The process of making the original video, and bringing its creativity and joy to housebound cover bands around the world, provides a great case study on how to collaborate with people from many disciplines and specialties, either online or in person. This article explores how effective communication helped a large and diverse group of collaborators deliver a remarkably innovative and creative interdisciplinary project.

The Factors Behind Great Collaboration

In 1992, the Amherst H. Wilder Foundation commissioned researchers to complete a literature review to determine the necessary components of good collaboration. The researchers found six primary categories for successful collaborative experiences: environment, membership, process/structure, communications, purpose, and resources. At the core, of course, is the need for effective communication. 

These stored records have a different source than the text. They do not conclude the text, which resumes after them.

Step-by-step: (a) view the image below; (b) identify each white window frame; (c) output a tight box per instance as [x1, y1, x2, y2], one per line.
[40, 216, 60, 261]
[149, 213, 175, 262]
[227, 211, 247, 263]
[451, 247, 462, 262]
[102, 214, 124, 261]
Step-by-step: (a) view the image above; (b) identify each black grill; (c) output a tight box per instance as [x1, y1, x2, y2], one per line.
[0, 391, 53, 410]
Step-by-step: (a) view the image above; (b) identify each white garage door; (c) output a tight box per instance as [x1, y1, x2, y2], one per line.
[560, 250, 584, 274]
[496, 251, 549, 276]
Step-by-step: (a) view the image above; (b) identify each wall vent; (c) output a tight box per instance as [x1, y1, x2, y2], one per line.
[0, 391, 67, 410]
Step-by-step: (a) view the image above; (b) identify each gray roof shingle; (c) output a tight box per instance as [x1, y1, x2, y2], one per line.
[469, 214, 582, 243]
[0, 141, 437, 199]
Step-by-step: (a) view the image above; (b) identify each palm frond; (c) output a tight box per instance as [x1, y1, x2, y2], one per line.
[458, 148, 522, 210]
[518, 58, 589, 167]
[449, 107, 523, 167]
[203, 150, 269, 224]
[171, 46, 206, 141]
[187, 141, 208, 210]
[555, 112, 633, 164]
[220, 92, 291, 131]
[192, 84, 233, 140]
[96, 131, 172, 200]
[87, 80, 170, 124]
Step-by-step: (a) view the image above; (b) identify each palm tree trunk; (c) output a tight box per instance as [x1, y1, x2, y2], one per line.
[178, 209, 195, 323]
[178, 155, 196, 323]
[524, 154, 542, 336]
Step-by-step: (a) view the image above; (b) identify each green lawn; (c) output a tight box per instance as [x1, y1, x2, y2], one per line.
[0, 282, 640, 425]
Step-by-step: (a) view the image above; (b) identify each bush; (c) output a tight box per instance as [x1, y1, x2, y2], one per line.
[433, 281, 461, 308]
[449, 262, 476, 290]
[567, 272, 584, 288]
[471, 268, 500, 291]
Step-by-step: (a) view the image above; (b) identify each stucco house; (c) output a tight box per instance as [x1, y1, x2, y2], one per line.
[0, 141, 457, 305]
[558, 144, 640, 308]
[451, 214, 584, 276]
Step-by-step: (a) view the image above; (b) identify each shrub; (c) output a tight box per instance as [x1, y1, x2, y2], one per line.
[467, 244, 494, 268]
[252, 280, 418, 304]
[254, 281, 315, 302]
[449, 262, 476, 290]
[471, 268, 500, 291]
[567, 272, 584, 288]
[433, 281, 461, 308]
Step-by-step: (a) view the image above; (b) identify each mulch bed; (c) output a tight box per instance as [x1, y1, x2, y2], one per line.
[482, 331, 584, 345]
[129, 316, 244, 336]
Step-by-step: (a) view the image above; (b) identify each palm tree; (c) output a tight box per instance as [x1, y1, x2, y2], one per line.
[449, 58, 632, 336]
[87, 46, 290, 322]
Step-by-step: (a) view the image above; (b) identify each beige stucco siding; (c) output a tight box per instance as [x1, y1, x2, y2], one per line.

OK Go’s original video became the Art Together Now (ATN) project with help from University of St. Thomas’ Playful Learning Lab (PLL). The lab involves undergraduate research students, affiliated educators, and community partners who work together to create engaging, hands-on experiences for PK-12 students and educators, with a focus on fun. 

The band’s lead singer, Damian Kulash, and the Playful Learning Lab’s director, Dr. AnnMarie Thomas, met at a conference and realized that there was opportunity for the two groups to work together. They created OK Go Sandbox, a collection of videos for classroom use, lesson plans, live events, and outreach to K-12 educators. This platform also allowed for the team to invite the world to build a new project based on the “All Together Now” song and video released by the band. This effort was referred to as “Art Together Now.”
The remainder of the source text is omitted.